Open ofTheo opened 2 years ago
This is the proposed change:
from:
//----------------------------------------------------------
void ofFbo::readToPixels(ofPixels & pixels, int attachmentPoint) const{
if(!bIsAllocated) return;
#ifndef TARGET_OPENGLES // <-- non OPENGLES
getTexture(attachmentPoint).readToPixels(pixels);
#else
pixels.allocate(settings.width,settings.height,ofGetImageTypeFromGLType(settings.internalformat));
bind();
int format = ofGetGLFormatFromInternal(settings.internalformat);
glReadPixels(0,0,settings.width, settings.height, format, GL_UNSIGNED_BYTE, pixels.getData());
unbind();
#endif
}
to:
//----------------------------------------------------------
void ofFbo::readToPixels(ofPixels & pixels, int attachmentPoint) const{
if(!bIsAllocated) return;
#ifndef TARGET_OPENGLES // <-- non OPENGLES
if(settings.numSamples>0){
getTexture(attachmentPoint).readToPixels(pixels);
}else{
#endif
pixels.allocate(settings.width,settings.height,ofGetImageTypeFromGLType(settings.internalformat));
bind();
int format = ofGetGLFormatFromInternal(settings.internalformat);
glReadPixels(0,0,settings.width, settings.height, format, GL_UNSIGNED_BYTE, pixels.getData());
unbind();
#ifndef TARGET_OPENGLES
}
#endif
}
i made a branch with the proposed change as an alternate method, and an app to test a system's capability of iterations of downloads of a shader-redrawn GL_RGBA 1920x1080 texture within a 1/30s frame.

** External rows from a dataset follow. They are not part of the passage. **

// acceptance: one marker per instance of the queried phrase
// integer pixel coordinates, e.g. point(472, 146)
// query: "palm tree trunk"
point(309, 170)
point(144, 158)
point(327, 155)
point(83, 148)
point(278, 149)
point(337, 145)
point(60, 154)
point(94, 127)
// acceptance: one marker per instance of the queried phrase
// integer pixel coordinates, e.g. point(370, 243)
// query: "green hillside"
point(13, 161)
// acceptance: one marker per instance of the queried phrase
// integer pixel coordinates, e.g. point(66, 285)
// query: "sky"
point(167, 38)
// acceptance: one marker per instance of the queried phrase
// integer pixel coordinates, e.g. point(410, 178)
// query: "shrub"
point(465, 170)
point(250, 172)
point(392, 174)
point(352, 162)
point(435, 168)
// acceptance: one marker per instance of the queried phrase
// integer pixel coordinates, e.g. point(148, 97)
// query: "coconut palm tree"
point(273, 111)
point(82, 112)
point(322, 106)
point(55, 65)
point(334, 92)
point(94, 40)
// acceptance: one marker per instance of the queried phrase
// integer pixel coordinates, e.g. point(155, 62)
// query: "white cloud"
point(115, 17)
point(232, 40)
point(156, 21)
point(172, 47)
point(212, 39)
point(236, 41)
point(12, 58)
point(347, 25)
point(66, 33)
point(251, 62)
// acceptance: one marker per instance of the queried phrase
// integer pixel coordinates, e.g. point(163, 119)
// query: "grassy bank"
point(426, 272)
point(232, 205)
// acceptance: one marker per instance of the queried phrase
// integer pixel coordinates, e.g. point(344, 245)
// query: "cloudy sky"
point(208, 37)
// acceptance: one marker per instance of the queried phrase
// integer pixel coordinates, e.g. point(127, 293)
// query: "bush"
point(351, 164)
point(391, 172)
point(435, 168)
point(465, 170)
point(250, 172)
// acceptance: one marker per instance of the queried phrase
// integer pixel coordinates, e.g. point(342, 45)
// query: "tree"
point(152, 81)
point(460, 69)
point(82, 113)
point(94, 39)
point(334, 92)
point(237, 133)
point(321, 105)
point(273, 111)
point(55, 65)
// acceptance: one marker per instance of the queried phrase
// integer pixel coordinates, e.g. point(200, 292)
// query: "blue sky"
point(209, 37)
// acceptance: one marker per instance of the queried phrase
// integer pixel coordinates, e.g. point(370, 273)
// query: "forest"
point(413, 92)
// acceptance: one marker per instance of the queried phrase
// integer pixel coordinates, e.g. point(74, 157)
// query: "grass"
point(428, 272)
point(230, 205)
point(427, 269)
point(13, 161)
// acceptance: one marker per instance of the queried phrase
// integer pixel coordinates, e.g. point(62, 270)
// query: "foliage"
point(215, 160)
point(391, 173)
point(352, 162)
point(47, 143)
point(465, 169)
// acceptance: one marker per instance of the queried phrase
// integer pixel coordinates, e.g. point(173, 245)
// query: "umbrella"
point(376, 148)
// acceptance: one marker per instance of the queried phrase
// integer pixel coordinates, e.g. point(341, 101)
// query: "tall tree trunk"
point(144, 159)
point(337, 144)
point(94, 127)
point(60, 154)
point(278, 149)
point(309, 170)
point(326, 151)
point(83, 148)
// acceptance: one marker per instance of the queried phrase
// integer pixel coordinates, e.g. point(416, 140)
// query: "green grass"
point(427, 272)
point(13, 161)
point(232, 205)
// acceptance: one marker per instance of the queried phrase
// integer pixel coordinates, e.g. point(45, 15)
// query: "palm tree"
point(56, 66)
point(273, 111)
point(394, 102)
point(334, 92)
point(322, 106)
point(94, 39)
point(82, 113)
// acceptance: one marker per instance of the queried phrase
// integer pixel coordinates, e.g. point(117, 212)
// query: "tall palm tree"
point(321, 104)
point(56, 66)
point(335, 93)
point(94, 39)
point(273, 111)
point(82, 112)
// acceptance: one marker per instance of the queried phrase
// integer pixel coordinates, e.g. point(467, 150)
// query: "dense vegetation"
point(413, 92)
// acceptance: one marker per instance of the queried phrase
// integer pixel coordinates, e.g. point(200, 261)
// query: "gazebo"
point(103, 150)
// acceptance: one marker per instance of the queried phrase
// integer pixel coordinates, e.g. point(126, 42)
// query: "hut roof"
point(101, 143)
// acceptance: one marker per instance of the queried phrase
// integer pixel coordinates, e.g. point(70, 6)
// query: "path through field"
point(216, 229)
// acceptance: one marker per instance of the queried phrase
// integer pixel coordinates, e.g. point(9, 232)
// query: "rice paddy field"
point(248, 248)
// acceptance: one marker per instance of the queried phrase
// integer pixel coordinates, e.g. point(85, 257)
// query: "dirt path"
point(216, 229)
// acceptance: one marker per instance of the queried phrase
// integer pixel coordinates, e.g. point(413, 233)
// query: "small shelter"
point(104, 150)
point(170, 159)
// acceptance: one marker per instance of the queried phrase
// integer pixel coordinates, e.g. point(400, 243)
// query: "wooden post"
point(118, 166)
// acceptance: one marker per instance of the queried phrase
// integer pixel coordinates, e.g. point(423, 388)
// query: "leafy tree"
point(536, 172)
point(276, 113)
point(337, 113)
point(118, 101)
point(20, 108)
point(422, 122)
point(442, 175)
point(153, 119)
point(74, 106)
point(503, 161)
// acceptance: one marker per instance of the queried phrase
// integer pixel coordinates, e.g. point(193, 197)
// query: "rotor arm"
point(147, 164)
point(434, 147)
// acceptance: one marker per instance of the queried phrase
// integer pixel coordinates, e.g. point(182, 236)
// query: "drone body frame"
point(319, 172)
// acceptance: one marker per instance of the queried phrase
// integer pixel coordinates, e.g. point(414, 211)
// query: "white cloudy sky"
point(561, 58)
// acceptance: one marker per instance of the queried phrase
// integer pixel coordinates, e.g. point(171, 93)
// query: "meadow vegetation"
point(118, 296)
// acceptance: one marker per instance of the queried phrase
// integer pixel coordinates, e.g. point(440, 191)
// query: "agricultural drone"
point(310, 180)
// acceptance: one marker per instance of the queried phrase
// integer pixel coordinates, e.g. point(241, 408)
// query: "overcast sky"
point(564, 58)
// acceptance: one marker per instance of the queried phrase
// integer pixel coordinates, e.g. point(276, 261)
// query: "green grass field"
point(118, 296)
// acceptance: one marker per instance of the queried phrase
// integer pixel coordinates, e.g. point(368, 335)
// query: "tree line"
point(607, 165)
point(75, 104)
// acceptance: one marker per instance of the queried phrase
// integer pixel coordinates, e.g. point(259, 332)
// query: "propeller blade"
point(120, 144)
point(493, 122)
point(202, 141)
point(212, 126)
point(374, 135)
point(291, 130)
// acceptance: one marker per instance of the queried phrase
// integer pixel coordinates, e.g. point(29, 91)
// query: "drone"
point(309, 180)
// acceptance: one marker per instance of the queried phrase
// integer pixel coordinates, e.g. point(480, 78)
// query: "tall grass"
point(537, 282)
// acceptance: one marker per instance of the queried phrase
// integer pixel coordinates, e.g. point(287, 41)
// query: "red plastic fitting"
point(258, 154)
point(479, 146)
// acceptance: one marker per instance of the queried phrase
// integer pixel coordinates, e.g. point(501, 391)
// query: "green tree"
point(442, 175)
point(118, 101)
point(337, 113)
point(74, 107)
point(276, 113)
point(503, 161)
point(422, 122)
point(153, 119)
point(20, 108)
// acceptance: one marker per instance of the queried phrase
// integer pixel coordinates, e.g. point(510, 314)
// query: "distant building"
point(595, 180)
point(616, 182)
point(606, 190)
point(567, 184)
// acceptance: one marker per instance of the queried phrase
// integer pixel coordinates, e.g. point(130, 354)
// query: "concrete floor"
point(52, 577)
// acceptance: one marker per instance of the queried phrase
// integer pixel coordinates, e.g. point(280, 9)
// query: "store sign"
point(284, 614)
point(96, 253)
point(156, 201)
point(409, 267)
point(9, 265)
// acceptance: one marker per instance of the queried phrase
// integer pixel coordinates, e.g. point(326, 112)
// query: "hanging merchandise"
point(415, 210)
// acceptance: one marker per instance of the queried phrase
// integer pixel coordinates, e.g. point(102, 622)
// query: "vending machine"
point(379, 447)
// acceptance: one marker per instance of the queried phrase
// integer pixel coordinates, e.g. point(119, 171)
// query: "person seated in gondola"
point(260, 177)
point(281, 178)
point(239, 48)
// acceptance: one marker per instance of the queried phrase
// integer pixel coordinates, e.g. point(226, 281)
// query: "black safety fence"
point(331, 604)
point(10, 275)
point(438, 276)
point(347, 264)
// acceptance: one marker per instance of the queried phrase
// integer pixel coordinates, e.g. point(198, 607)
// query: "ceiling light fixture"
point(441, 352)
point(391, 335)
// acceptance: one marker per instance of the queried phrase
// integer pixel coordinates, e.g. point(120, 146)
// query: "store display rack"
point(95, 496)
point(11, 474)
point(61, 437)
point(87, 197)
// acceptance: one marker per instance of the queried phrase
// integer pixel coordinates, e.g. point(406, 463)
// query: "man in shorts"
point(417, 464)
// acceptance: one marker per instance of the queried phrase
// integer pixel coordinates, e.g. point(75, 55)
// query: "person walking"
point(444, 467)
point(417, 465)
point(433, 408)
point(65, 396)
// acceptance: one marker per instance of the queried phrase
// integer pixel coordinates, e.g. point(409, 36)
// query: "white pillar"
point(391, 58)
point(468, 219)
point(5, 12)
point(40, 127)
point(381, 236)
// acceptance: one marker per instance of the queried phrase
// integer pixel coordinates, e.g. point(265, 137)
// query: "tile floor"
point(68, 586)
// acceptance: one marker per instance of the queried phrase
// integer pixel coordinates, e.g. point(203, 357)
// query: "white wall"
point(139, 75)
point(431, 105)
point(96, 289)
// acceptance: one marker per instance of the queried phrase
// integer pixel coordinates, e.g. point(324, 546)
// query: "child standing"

results can be found here: https://github.com/artificiel/openFrameworks/tree/fbo_download/apps/devApps/FBODownloadTest
in short, the proposed method is consistently faster, more meaningfully so on x64 than arm64.
others might want to test more constrained systems/configs (rPi, windows, etc) but it seems the change is a net win. (it would be nice to see some cutting edge intel too).
however it does raise the question: why is the PBO method not the default implementation? (whenever I need to download textures I grab ofxFboFastReader without hesitation as it is systematically faster (and dramatically more on arch64, perhaps due to the memory layout of M1/M2 chips)).
if there are backward-compatibility or platform-availability or other technical reasons why PBO might be counter-productive, couldn't there be a readToPixelsViaPBO() builtin method so it can be actively selected within the comfort of the core?
I think maybe PBO was not broadly possible in different video cards? Can it be detected? this way we could use PBO as default, and the actual one as a fallback
@artificiel weird that we get such different results for the ofxFastFboReader - when you were timing it did you have the readback in blocking or non blocking mode? As that might have affected the timing.
@dimitre - I am not 100% sure why the PBO method is not default, but I am guessing it could be fairly easily implemented - I just always suggest benchmarking changes first as sometimes our assumption of what is faster doesn't bear out in the data. :)
At the least though we could implement the suggested change and even add PBO based readback as a separate feature if available.
I just re-ran the tests on M2 machine and get similar numbers. @ofTheo not sure about "blocking or non blocking mode"? the other diff is that you worked 4096x4096 while my test is 1920x1080. maybe the gains are different on texture size?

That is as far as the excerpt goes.